Primary Outcome Measures:
- The primary endpoint in this study are the feasibility of administering this regimen, and the qualitative and quantitative toxicities of this treatment. [ Time Frame: 6 years ] [ Designated as safety issue: Yes ]
Secondary Outcome Measures:
- To measure the response to underlying treatment, duration of progression-free survival, and the patterns and survival. [ Time Frame: 6 years ] [ Designated as safety issue: Yes ]
Hepatocellular carcinoma (HCC) is one of the most frequently diagnosed malignancies in some regions of the world, particularly Africa and the Asian portion of the Pacific rim. However, it is an uncommon malignancy in the United States, with less than 14,000 cases diagnosed annually. Malignancies of the gallbladder and biliary tree are also uncommon. As with most solid tumors, unless either neoplasm can be resected completely, the prognosis is grim. A variety of agents have been utilized in the therapy of HCC and cholangiocarcinoma, both as single agents and in combination regimens. However, despite response rates which exceed 50% when hepatic arterial therapy is utilized for HCC, response rates for cholangiocarcinoma and for systemic treatment of HCC are considerably lower. Long term survival remains uncommon. For this reason, new therapeutic approaches must be evaluated.
Trisenox (arsenic trioxide) is a newly-approved pharmaceutical grade arsenic compound antineoplastic agent which has demonstrated clear activity in anthracycline- and all-trans retinoic acid-resistant acute promyelocytic leukemia. Trisenox also has US Compendium listing for acute leukemia, chronic myelogenous and lymphocytic leukemias, myelodysplasia, multiple myeloma, and hepatocellular carcinoma (HCC). Similar to the taxanes and vinca alkaloids, Trisenox appears to interfere with microtubule function, which triggers cell differentiation, and induces programmed death, or apoptosis. The mechanism of this is unclear, but appears to involve activation of caspases and the down-regulation of the BCL-2 oncogene. Trisenox also interfere with the function of NF-kappaB, leading to inhibition of cellular proliferative signals, apoptosis, and inhibition of tumor angiogenesis.

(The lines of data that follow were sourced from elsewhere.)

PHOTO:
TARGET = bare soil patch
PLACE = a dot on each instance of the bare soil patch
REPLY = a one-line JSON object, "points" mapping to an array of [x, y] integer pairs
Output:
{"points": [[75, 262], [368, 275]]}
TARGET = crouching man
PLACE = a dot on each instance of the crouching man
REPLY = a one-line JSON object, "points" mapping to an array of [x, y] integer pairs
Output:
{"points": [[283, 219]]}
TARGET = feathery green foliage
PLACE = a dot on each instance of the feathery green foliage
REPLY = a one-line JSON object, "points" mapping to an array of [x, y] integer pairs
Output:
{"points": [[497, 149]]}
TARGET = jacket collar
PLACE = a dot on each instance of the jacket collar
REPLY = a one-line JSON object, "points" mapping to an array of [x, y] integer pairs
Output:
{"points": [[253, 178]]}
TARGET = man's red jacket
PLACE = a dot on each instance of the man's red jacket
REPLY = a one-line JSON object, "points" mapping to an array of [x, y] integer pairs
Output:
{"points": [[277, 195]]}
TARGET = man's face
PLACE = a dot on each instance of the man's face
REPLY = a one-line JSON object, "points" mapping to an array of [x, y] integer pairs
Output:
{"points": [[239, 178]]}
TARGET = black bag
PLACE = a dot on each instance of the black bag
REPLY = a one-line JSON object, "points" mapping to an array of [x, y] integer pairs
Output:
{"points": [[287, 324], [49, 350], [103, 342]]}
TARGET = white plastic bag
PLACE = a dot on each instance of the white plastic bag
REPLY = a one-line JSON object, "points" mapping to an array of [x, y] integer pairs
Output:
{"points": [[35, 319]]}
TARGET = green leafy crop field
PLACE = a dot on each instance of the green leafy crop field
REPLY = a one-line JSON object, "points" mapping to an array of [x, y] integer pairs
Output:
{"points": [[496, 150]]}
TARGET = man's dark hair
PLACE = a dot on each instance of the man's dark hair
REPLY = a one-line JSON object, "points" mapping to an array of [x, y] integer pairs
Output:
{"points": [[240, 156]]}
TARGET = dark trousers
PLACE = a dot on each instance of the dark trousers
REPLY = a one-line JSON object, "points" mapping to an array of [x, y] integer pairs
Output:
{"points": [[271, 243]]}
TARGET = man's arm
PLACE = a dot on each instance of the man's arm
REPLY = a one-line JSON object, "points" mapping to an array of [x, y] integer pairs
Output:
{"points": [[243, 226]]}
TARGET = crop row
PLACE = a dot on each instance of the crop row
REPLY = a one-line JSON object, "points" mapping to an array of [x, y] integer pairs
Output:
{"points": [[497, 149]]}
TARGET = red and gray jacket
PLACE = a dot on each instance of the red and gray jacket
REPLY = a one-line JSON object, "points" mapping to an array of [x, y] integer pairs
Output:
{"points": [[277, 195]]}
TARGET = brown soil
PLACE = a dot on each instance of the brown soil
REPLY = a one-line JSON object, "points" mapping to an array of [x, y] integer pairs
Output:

Trisenox was shown to be effective in a pivotal trial consisting of 40 subjects, ages 5 to 72, at a nine-institution multi-center trial led by Memorial Sloan-Kettering Cancer Center. With Trisenox, 70% of the subjects achieved a complete remission, and 79% of the complete responders achieved a molecular remission as measured by reverse transcriptase-polymerase chain reaction (RT-PCR). Complete remission was achieved on average within two months after initiation of Trisenox. Sixty-eight percent of subjects who achieved complete remission were still alive and 58% were disease free, at a median follow-up time of 16 months.
To date, an optimal dose and schedule of Trisenox has not yet been defined. This agent has been administered on daily, twice a week, and weekly doses. As there is no evidence that one regimen is clearly superior to any other, for the sake of convenience, participants on this trial will receive Trisenox on the weekly schedule. Administration of chemotherapy on a weekly schedule is commonly utilized across a broad spectrum of regimens and tumor types. On this trial, subjects will receive a dose of intravenous Trisenox 0.35 mg/kg on days 1, 8, 15, and 22 over two hours. Each cycle will be 28 days in length. Subjects will receive two treatment cycles (8 weeks) and then undergo objective radiographic tumor assessments. On this study, subjects may receive up to a maximum of 12 such treatment cycles. As the outlook for subjects with advanced primary liver cancer is so poor, new regimens and treatment strategies must be evaluated.